Students at charter schools in the city outperformed their peers at public schools on statewide exams in both English Language Arts and math for grades three to eight in the 2016 to 2017 school year, according to the state Department of Education.
And black charter school students outshone their white counterparts on both tests for the first time.
James Merriman, CEO of the New York City Charter School Center, was not surprised.
“As has been true for more than a decade, charter school students continue to lead the way,” Merriman said. “Charter students outperformed their district counterparts not only in the percent of children passing, but also in growth year over year.”
A score of four indicates a student excels at a subject, three means a student is proficient in math or English, a two shows partial proficiency and a one depicts a lack of proficiency, according to Jonathan Burman, a representative of the DOE.
Charter students scored 48.2 percent proficiency on ELA tests, while public school students had 40.6 percent proficiency scores. This is a 7.6 percent difference in skill. The difference in math was even wider. Charter students had a 51.7 percent proficiency score on the subject and district students had a 37.8 percent score. That is a 13.9 percent disparity, according to NYC Charter’s analysis of the DOE test score assessment.

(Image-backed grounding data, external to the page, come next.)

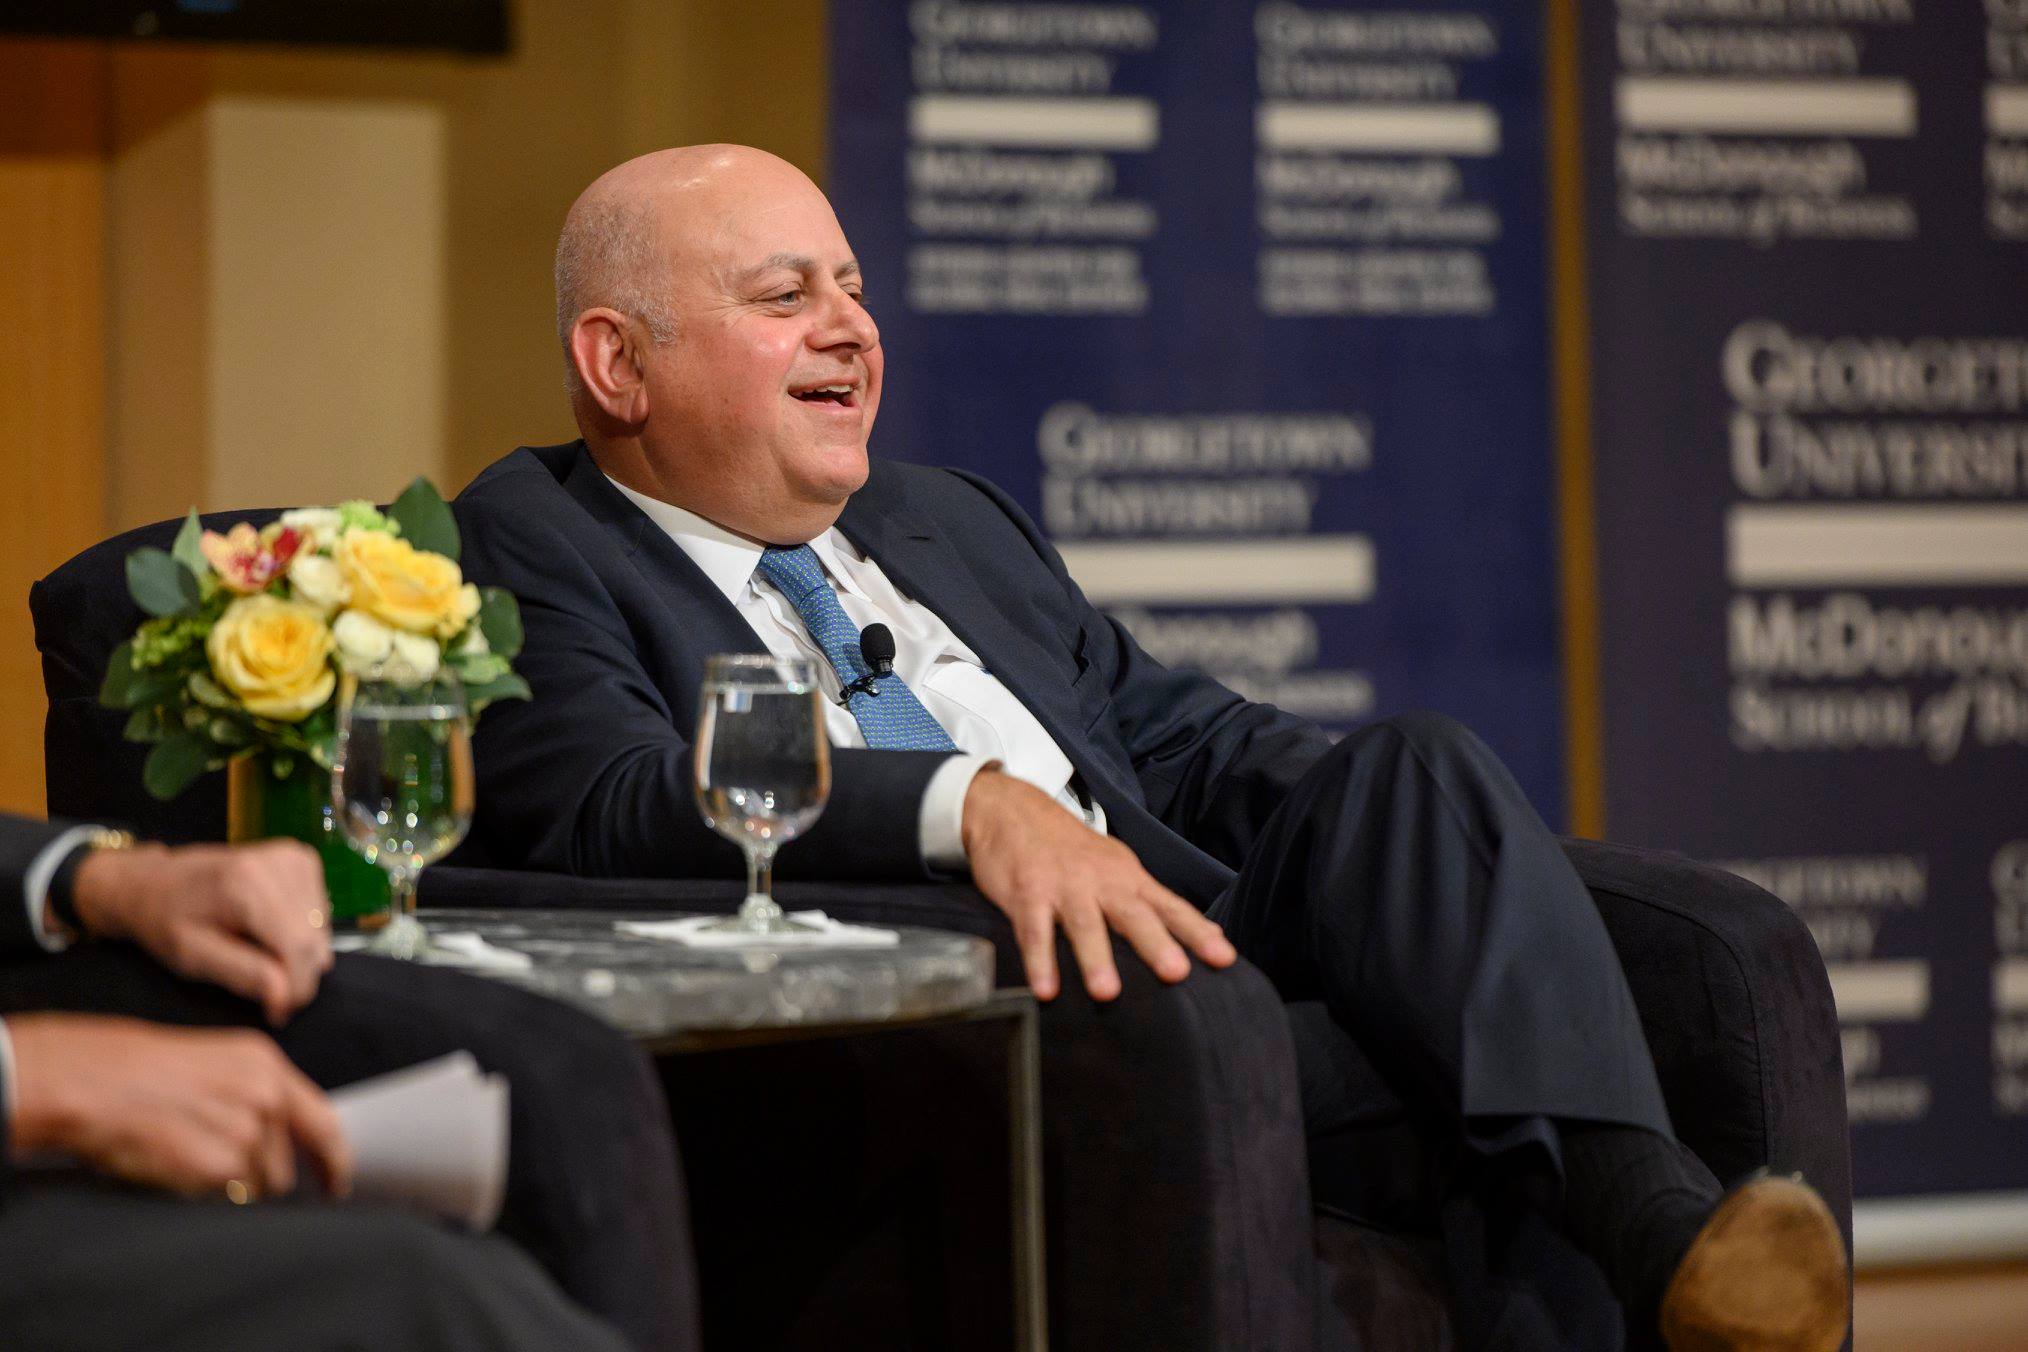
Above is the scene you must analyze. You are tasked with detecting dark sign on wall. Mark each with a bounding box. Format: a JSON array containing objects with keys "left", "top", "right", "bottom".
[
  {"left": 831, "top": 0, "right": 1567, "bottom": 817},
  {"left": 1582, "top": 0, "right": 2028, "bottom": 1210}
]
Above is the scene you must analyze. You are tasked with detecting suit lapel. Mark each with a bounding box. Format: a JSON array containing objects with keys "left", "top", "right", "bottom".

There were significant gaps in terms of aptitude in math and English when it came to some minority students, according to the NYC Charter study of the DOE results.
“The differences are even wider when comparing the performance of NYC black and Hispanic students to their counterparts in district schools,” Merriman said.
In math black charter school students had a 51.3 proficiency level and a 48.3 percent level in English. In comparison, their counterparts had a 20.7 percent proficiency level in math and a 28.9 percent proficiency level in ELA, according to the study. That is a 30.6 percent difference in math and a 19.4 percent difference in English.
Hispanics had a 48.5 percent proficiency level in math and 45 percent proficiency level in ELA, according to the study. Their district counterparts scored 23.2 lower in math and 15.3 percent lower in English. This means district students had a 25.3 percent aptitude in math and a 29.7 percent aptitude in English.
“For the first time, black New York City charter school students outperformed white test takers statewide in both ELA and math,” Merriman said.
Black charter students scored 48.3 percent in ELA and 51.3 percent in math, according to the study. White students scored 47.1 percent in ELA and 50.4 percent in math.
“We congratulate the hardworking students, teachers, leaders and families in NYC charter schools,” Merriman said.